Evidence for an intrinsic effect of insulin on the central nervous system is accumulating. To test the hypothesis that insulin per se may modulate neuroendocrine counterregulation, hypoglycemia perception, and cerebral function in insulin-dependent diabetes mellitus, we examined 27 patients without any sign of classical autonomic neuropathy or evidence of so-called hypoglycemia unawareness.
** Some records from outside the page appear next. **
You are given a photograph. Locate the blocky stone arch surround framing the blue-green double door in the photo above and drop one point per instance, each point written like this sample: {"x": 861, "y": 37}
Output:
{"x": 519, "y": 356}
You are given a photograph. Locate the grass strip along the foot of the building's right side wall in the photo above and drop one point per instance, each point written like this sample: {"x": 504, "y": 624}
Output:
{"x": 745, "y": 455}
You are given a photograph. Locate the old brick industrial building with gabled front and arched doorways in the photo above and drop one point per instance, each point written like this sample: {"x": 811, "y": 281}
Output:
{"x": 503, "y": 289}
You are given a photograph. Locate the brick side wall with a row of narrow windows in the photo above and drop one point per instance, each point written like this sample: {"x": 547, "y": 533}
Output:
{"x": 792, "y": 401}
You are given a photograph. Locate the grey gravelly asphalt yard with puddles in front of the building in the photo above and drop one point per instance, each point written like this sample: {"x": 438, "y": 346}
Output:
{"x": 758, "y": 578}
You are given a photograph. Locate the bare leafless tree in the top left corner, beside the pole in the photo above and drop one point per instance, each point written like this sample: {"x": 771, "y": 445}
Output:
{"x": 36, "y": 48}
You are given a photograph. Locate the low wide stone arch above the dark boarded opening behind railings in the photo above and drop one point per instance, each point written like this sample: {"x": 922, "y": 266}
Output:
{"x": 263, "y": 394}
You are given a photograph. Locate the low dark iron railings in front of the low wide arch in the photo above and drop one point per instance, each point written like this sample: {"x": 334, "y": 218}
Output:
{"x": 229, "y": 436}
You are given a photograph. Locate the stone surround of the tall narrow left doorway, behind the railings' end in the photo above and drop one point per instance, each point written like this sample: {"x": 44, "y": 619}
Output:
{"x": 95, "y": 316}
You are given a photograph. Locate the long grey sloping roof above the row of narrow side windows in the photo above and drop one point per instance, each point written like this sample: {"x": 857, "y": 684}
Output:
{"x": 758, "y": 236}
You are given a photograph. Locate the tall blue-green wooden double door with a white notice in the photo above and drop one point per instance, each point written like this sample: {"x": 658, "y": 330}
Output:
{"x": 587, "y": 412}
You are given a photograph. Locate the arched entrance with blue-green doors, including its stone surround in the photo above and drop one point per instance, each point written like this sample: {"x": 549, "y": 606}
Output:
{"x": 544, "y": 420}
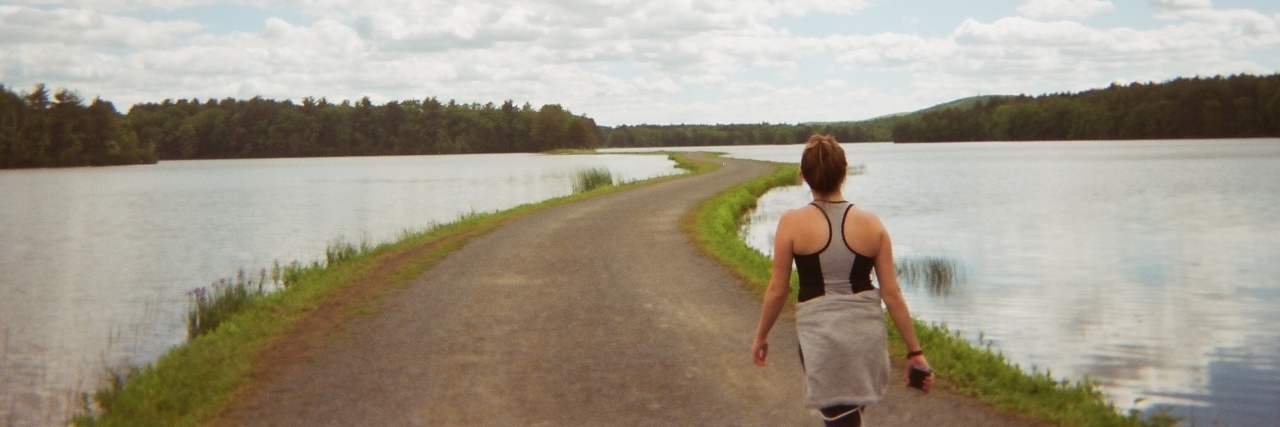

We used the hyperinsulinemic (0.67 vs. 2.00 mU/kg.min), stepped hypoglycemic (5.6/3.5/2.4/2.0 mmol/L) clamp technique to assess the patient's awareness of and response to equivalent hypoglycemic stimuli under different degrees of physiological hyperinsulinemia (approximately 270 vs. approximately 810 pmol/L) after an overnight euglycemic clamp (5.6 mmol/L). Simultaneously, the patient's cerebral function was assessed from his electrophysiological activity and neuropsychological skills. Higher degrees of physiological hyperinsulinemia caused enhanced neuroendocrine response (adrenaline, P < 0.05; noradrenaline, P < 0.03; GH, P < 0.02; beta-endorphin, P < 0.03; ACTH, P = 0.12; cortisol, P = 0.06; PRL, P = 0.08) and symptom awareness (total symptoms, P < 0.04; autonomic symptoms, P < 0.02; neuroglycopenia symptoms, P < 0.05; sweating, P < 0.05; heart pounding, P < 0.02; trembling, P < 0.01; lack of concentration, P < 0.02) to occur. Deteriorations of electrophysiological activity (middle latency auditory-evoked potentials, P < 0.04; Pa peak latencies, P < 0.05; Pa-V interpeak latencies, P = 0.08) and neuropsychological skills (Stroop test, P < 0.05; trail making, P = 0.12) were more pronounced the higher the insulin level, but at similar blood glucose concentrations. We conclude that insulin-associated modulation of neuroendocrine counterregulation, hypoglycemia perception, and cerebral function may occur in insulin-dependent diabetes mellitus, which indicates an intrinsic effect of insulin on the human brain.